I tried: (baobab)-[root@admin1 users] (master)$ scontrol reconfigure gpu012 (baobab)-[root@admin1 users] (master)$ scontrol show node gpu012 NodeName=gpu012 Arch=x86_64 CoresPerSocket=12 CPUAlloc=10 CPUEfctv=22 CPUTot=24 CPULoad=1.89 AvailableFeatures=E5-2643V3,V5,COMPUTE_CAPABILITY_7_5,COMPUTE_TYPE_TURING,SIMPLE_PRECISION_GPU,COMPUTE_MODEL_RTX_2080_11G ActiveFeatures=E5-2643V3,V5,COMPUTE_CAPABILITY_7_5,COMPUTE_TYPE_TURING,SIMPLE_PRECISION_GPU,COMPUTE_MODEL_RTX_2080_11G Gres=gpu:nvidia_geforce_rtx_2080_ti:8(S:0-1),VramPerGpu:no_consume:11G NodeAddr=gpu012 NodeHostName=gpu012 Version=24.11.1 OS=Linux 5.14.0-503.14.1.el9_5.x86_64 #1 SMP PREEMPT_DYNAMIC Fri Nov 15 12:04:32 UTC 2024 RealMemory=257000 AllocMem=122880 FreeMem=182572 Sockets=2 Boards=1 CoreSpecCount=2 CPUSpecList=11,23 State=MIXED+DRAIN+INVALID_REG ThreadsPerCore=1 TmpDisk=300000 Weight=30 Owner=N/A MCS_label=N/A Partitions=shared-gpu,private-dpnc-gpu BootTime=2025-03-24T17:21:12 SlurmdStartTime=2025-04-03T15:48:07 LastBusyTime=2025-04-03T15:48:07 ResumeAfterTime=None CfgTRES=cpu=22,mem=257000M,billing=108,gres/gpu=8,gres/gpu:nvidia_geforce_rtx_2080_ti=8 AllocTRES=cpu=10,mem=120G,gres/gpu=1,gres/gpu:nvidia_geforce_rtx_2080_ti=1 CurrentWatts=0 AveWatts=0 Reason=gres/gpu GRES core specification 0-10 doesn't match socket boundaries. (Socket 0 is cores 0-12) [slurm@2025-04-03T15:48:07] So yes this does trigger t
sorry, wrong copy past. This does trigger the issue and yes we have two CoreSpecCount per gpu node.
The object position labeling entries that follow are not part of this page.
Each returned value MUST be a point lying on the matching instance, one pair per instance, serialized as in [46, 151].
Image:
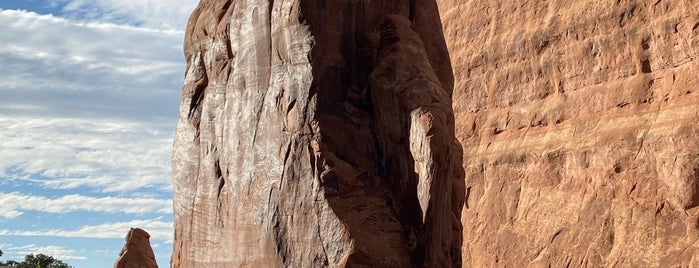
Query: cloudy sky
[89, 93]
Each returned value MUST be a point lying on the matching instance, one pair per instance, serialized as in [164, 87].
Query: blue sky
[89, 94]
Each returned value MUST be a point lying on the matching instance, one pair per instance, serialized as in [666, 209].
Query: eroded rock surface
[292, 149]
[580, 127]
[137, 252]
[320, 133]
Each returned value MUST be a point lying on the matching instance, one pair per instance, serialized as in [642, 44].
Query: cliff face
[322, 133]
[579, 123]
[316, 133]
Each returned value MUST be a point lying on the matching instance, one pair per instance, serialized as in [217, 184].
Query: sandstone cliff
[137, 252]
[320, 133]
[316, 133]
[579, 123]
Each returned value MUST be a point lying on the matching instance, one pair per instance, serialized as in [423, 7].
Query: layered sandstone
[579, 123]
[321, 133]
[137, 252]
[316, 133]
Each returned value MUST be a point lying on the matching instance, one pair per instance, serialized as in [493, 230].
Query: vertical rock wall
[580, 127]
[301, 144]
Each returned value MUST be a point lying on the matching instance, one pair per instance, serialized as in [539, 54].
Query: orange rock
[137, 252]
[578, 121]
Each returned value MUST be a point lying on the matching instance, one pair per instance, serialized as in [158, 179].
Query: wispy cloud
[60, 253]
[65, 153]
[13, 204]
[167, 14]
[158, 230]
[71, 68]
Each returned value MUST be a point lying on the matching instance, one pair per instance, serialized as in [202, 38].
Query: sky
[89, 96]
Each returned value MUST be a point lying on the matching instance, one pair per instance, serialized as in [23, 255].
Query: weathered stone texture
[320, 133]
[137, 252]
[579, 123]
[291, 149]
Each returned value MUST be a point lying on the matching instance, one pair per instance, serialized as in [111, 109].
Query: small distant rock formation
[137, 252]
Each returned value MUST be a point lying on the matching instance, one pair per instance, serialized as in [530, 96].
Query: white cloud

Good, we are already working in the solution for that, what is happening here is the following: - slurmd start normally after for example a systemctl restart slurmd. - slurmd gets the "GPU relationship to core" information based on the cpus it sees, at this moment of the initialization all of them. - slurmd applies the restriction of CoreSpecCount to itself, or better said to the cgroup that is in. - slurmd receives an "scontrol reconfigure event" from the controller and spawns a copy of himself in the same cgroup that is in. - the new slurmd tries to get the socket to core information, as it's father did, but unlike his father he is in a not-new cgroup, which already has the cpu visibility limited by his father, so the information reported by nvml, which can see all the cores, is not consistent with what the slurmd sees, which is the limited version by CoreSpecCount, thus making the new slurmd process fail. I will keep you updated in regards of the progress of the solution, at this moment there is a patch that is in review phase. Regards.
Hello Yann, We have included the fix for cgroup/v2 for this issue in the following commits: 1e5795ba - cgroup/v2 - _unset_cpuset_mem_limits do not reset untouched limits 14d789f7 - cgroup/v2 - xfree a missing field in common_cgroup_ns_destroy 440a22f3 - cgroup/v2 - Store the init cgroup path in the cgroup namespace cb10bc46 - cgroup/v2 - Fix slurmd reconfig not working when removing CoreSpecLimits 71d3ab39 - cgroup/v2 - Add log flag to reset memory.max limits 47bd81ab - cgroup/v2 - Fix slurmd reconfig not resetting CoreSpec limits with systemd 9a173446 - Merge branch 'cherrypick-995-24.11' into 'slurm-24.11' These will be shipped in the following slurm 24.11 release. In case you are using cgroup/v1, we are still working on the fix for it. Regards.